Tuesday, August 02, 2005

Tangled Web

This will be the most personal blog post I ever make. Not that I hide behind the keyboard completely, but it is wise to make some balance of anonymity and reality-based commentary. Tonight, I break that wall.

My parents are in their early middle sixties. They have both worked and paid into the government retirement system for forty years. For ten years they worked overseas, made a bit of money, which they proceeded to spend with abandon. They had a large retirement account they expected to carry them through the end of their lives, and lived accordingly.

Unfortunately, the stock market crashed, they did not react quickly enough, and most of their savings were lost. They looked for work, found some contract stuff, and made a bit more money. But by age 65 my father needed to take social security and Medicare. My mother, three years younger, qualified for social security, but not healthcare. The premiums on their private insurance were near $1000 a month ( 1/4 their income) so she dropped coverage, betting she would stay healthy for three years.

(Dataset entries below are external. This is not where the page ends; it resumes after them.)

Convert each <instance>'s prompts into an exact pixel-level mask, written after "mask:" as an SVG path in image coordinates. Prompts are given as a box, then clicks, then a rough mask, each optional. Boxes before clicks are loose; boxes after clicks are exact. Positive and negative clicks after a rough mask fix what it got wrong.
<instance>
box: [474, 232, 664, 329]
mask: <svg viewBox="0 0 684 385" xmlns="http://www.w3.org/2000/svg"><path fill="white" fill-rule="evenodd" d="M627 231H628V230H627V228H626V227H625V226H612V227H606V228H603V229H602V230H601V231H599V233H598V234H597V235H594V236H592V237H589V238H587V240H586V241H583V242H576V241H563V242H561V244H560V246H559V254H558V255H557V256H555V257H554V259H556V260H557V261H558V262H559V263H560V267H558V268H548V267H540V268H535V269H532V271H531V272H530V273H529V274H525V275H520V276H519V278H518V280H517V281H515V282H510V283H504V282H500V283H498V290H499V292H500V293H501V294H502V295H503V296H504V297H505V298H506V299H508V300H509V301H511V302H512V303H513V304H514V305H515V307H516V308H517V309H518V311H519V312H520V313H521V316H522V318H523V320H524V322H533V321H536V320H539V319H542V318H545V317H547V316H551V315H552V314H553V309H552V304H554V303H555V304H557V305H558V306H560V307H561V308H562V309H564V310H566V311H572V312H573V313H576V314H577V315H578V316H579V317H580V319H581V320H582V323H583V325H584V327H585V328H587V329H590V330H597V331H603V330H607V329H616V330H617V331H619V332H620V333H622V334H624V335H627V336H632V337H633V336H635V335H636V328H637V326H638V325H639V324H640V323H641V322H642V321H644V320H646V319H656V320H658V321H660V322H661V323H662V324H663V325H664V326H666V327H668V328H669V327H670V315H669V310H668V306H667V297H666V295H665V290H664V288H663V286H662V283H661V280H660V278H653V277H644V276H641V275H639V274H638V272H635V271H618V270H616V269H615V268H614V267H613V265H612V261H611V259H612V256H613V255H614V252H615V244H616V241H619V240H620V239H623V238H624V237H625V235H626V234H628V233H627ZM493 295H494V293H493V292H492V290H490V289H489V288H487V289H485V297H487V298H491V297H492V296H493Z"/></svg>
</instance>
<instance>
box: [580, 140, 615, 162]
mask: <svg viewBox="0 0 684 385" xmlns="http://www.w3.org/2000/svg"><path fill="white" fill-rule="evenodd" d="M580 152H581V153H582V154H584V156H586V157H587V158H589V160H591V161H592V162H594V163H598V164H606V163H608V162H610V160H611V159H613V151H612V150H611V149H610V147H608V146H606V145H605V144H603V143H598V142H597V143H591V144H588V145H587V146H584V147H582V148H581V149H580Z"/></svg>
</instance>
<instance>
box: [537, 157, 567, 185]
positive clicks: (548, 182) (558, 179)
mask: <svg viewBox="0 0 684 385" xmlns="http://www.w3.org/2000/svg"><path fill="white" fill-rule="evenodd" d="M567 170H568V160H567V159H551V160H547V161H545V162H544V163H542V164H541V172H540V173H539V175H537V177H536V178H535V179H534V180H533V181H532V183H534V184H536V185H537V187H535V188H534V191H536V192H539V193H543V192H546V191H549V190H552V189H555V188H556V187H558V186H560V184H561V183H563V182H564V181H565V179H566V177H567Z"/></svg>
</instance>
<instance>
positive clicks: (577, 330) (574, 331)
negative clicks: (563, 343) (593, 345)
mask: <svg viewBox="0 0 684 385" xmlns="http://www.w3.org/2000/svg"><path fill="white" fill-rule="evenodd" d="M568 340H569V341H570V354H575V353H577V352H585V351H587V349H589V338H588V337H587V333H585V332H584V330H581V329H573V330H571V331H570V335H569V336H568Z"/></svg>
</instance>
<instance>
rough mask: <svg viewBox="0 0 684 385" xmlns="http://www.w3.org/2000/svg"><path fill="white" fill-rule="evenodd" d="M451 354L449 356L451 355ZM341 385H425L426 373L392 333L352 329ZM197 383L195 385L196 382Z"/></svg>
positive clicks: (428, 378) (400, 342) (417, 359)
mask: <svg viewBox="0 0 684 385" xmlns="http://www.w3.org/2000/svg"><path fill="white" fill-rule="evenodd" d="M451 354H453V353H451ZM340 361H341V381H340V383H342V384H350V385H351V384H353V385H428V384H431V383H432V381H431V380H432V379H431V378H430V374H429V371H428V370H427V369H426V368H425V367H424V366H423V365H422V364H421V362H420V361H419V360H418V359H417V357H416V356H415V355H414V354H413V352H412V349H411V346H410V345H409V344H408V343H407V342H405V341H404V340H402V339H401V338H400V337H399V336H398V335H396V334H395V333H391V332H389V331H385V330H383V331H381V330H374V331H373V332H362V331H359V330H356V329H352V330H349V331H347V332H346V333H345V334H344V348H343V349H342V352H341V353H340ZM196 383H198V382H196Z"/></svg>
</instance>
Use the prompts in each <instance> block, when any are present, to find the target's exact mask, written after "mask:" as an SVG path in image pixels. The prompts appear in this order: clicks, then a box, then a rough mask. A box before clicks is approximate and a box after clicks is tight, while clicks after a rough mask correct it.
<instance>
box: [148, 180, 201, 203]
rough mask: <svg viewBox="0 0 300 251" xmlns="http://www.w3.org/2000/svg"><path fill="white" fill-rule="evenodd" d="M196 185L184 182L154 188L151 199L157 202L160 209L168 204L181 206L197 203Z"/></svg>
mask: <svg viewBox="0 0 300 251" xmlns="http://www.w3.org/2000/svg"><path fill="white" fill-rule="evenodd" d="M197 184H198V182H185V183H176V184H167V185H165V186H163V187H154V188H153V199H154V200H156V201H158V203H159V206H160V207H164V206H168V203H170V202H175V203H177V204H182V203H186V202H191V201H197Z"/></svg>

My mother has just been diagnosed with stage 4 breast cancer. She had a check-up just before she dropped her insurance, which was clear, but did not go to the doctor afterward because she did not have insurance. By the time the cancer was found, it had invaded her lymph nodes and traveled throughout her body. There is no cure; she will die in the next few years from a disease that could have been corrected if caught earlier.

My brother and I would like to help our parents, but have been warned that if we guarantee anything, we will be held responsible for the lot, which would bankrupt us. And so my parents will declare bankruptcy in the next few days, to pay for her treatment.

This is a cautionary tale. There are many things my parents could have done better. They should have watched their savings and spending. My mom should have found better supplemental insurance, rather than betting on good health. But in the end of days, our government, the richest in the world, should have been there for my parents. Why is there a gap between when one can take social security and when one is eligible for Medicare? Why do my parents have to lose everything that they own to pay for the healthcare that she so desperately needs?

I'm left with these final thoughts: don't retire until you absolutely must; watch your money like a hawk; and the United States must have a healthcare system that protects its citizens from the devastation that will me my mother's final days.